I thought that I’d throw in my two cents on this one:

You know, it was only three years ago that the best Kings team ever assembled took the floor, an Horry 3-point miracle and more than a few missed free throws away from an NBA Championship. We had acquired Mike Bibby from the Vancouver/Memphis Grizzlies that past offseason, and with him, Chris Webber in his prime, Doug Christie’s defensive presence, Peja Stojakovic’s deadly 3-point shot, and Vlade Divac’s versatility at Center, they were poised to knock off the two-time defending Champion Los Angeles Lakers. Bobby Jackson, sixth man of the year, Scot Pollard, Lawrence Funderburke, Hedo Turkoglu off the bench. It was their best shot at an NBA title. Boy, were those the days.

Fast-forward to the end of this past 2004-2005 season. Our starting lineup consisted of Mike Bibby, Cuttino Mobley, Brad Miller, Peja Stojakovic and Kenny Thomas. See, Chris Webber was traded to Philadelphia with two other bright prospects for what seemed to be “scrub players” at the time, in Corliss Williamson, Kenny Thomas and Brian Skinner.
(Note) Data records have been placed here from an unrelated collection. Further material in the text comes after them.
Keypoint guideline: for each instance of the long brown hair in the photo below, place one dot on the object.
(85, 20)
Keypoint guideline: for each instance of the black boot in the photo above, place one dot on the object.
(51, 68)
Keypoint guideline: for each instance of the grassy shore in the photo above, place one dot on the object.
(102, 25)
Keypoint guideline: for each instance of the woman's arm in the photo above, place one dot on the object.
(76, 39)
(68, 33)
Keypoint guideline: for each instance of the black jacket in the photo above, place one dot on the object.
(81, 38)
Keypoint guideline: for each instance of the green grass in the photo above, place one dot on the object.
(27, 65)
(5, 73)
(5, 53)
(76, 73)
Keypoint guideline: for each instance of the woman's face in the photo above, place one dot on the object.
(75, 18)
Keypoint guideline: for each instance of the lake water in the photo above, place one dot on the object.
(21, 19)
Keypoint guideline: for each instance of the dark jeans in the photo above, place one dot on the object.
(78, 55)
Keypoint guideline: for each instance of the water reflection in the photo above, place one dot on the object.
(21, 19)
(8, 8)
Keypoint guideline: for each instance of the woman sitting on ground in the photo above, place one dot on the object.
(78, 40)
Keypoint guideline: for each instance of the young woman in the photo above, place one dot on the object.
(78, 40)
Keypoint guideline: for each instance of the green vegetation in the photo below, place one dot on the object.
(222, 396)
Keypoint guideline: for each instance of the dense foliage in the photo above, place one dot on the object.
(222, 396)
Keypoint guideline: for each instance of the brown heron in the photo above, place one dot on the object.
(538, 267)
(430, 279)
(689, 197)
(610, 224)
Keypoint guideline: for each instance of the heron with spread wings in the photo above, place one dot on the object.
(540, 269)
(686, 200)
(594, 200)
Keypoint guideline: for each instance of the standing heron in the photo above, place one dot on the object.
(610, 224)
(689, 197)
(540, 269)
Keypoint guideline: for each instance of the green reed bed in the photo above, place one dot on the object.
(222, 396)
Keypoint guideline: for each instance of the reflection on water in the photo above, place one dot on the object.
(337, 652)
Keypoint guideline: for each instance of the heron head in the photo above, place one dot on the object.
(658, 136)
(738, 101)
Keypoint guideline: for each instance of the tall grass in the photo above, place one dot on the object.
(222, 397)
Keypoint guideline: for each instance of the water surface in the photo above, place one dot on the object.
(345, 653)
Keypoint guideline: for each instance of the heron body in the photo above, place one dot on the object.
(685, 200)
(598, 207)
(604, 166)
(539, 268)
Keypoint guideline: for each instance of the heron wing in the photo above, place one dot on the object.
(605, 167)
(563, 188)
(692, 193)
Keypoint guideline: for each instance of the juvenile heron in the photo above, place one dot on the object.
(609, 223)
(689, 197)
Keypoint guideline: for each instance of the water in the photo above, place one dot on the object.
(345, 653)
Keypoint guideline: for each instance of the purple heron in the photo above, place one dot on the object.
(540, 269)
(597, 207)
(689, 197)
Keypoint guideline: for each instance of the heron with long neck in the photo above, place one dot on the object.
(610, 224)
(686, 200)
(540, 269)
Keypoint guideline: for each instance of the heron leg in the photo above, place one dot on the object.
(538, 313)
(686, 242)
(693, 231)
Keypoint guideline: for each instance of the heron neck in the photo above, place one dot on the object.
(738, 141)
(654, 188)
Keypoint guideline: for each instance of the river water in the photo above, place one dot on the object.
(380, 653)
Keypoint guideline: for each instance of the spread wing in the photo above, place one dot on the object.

Doug Christie was traded to Orlando for “the cat”, Cuttino Mobley. The Kings rumbled and stumbled their way to finish 50-32, and were subsequently pummelled in the first round by a resurgent Seattle Supersonics team, led by Ray Allen and, surprisingly, Jerome James.

Now, the thoughts crossed my mind as a Kings fan, as I’m sure it did for many Kings fans – “Geoff Petrie has finally lost it,” “we’re officially on the downslide,” “Oh, God, we’re reverting back to the ‘glory days’ of 1985.” Basically, we were gonna suck.

O, Ye of little faith …

All it took was a boot in the ass, in the form of former King Jerome James, the Kings defense and all-around play transforming him into Shaquille O’Neal incarnate. The Kings, as they were at the end of the 2005 season, looked like a perennial low-seeded team, and needed some changes, as they would soon lose more prospects to free agency. Needless to say, Petrie had some work to do. Work, most say, Petrie does best.

In the course of the offseason, Petrie has made some ingenious moves that, if all works out, will only add to his legendary wheeling and dealing that brought us Webber, Bibby, Peja and Miller in the first place. First, after letting go of current shooting guard Cuttino Mobley to the L.A. Clippers, Petrie paid the small price of former sixth man of the year Bobby Jackson to acquire the services of emotionally erratic, yet extremely talented, Bonzi Wells from the Memphis Grizzlies. Next, Petrie spent the low price of a second-round draft pick for, what many consider, the best backup point guard in free agency, Jason Hart from Charlotte, to fill the void left by Bobby Jackson’s departure. Finally, after a deal with the New Jersey Nets fell through, Petrie pulled the trigger to acquire free agent power forward Shareef Abdur-Rahim. With the additions of players like Ronnie Price and Jamal Sampson, the Kings now experience a bench depth that rivals that of the 2002-2003 season, which included the likes of Damon Jones, Scot Pollard, Keon Clark and Hedo Turkoglu.

With the current starting lineup of Mike Bibby, Bonzi Wells, Shareef Abdur-Rahim, Peja Stojakovic and Brad Miller, the Kings, on paper, are a force to be reckoned with in the Western Conference. Should their latest acquisitions pay off, just as so many of Petrie’s moves have, they have the potential to become … dare I say it? … Championship contenders within the next two years.

Thanks to Geoff Petrie and the Kings organization, great things are possible when it comes to Sacramento basketball. (P.S. – Congrats to Ruthie Bolton for her retirement ceremony tonight, and the Sacramento Monarchs on the regular season Western Conference Title.